Translating College QB Rushing Stats to NFL
Eli Nachmany examines the impact on the fantasy landscape of recent influx of mobile quarterbacks into the NFL.
Translating College QB Rushing Stats to NFL
The theory for a while was that, while quarterbacks may run the ball a lot in college, their rushing numbers are bound to decline in the NFL. Such was true for a while, as quarterbacks like Donovan McNabb, Alex Smith and Jay Cutler learned to stay in the pocket and make an impact with their arm instead of their legs.
That being said, in light of new research, quarterbacks’ college rushing stats are becoming more relevant.
Of the many quarterbacks drafted over the last three years, I evaluated the last 13 starting signal callers to enter the NFL. The list is populated with both stars and busts, but they all have one thing in common: These quarterbacks were willing and able to run with the football in college.
I purposely left three quarterbacks off of the list. Brandon Weeden and Mike Glennon didn’t run the ball nearly enough to contribute anything to the data and I also left Nick Foles off because the offense he runs in Philadelphia decidedly skewed the results.
Also, I factored out sacks from college rushing attempts, as they wouldn’t count against a quarterback’s rushing numbers in the NFL.
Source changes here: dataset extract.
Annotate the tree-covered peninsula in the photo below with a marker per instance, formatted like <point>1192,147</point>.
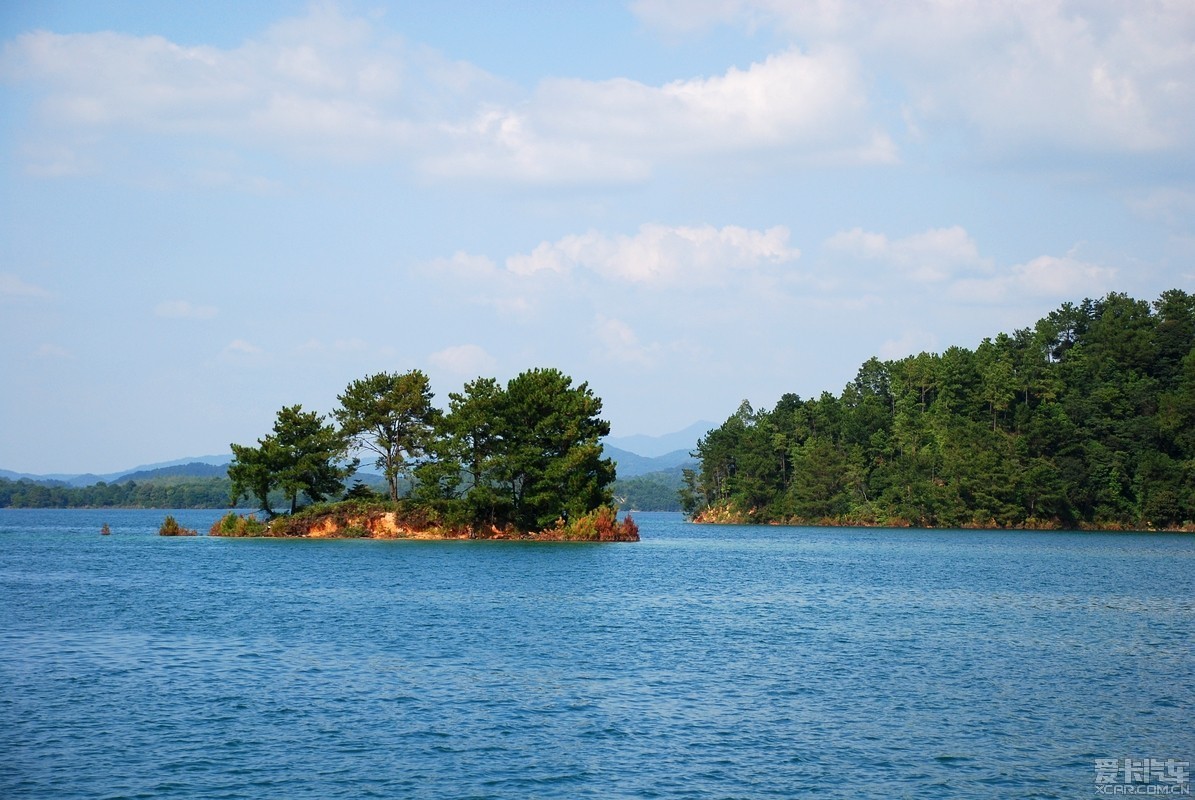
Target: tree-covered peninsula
<point>1084,420</point>
<point>521,459</point>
What I found was that college rushing attempts are the determinant factor in predicting how much a quarterback will run the ball at the next level.
The chart below shows my findings, with the “NCAA” column representing the player’s total rushing attempts in his final collegiate season and the “NFL” column representing the player’s total rushing attempts in his first NFL season.
|Robert Griffin III||152||128|
As recently as 2011, this was an inexact science.
The quarterbacks I evaluated from the 2011 draft class (Cam Newton, Jake Locker, Blaine Gabbert, Christian Ponder, Andy Dalton and Colin Kaepernick) ran the ball a combined 743 times during their collective final year in college. The group then combined to run the ball 358 times during their first year in the NFL. As a disclaimer, I extrapolated a number of the quarterbacks’ rookie numbers over a 16-game season, as some of the signal callers in the study didn’t manage to play in all 16 games during their rookie year.
Statistically speaking, during their first NFL season, quarterbacks in the 2011 draft class ran the ball just over 48% as much on average as they did during their final collegiate season.
Of course, that group includes quarterbacks like Ponder and Dalton, who aren’t known to run the ball much. That said, the numbers still show that, as of 2011, rookie quarterbacks were being coached to more or less settle down and win games in the pocket.
The data from 2012 and 2013, however, is mind-blowing.
The quarterbacks I evaluated from 2012 were Andrew Luck, Robert Griffin III, Ryan Tannehill and Russell Wilson. Of the four, only Griffin ran the ball less during his rookie season than his final year in college.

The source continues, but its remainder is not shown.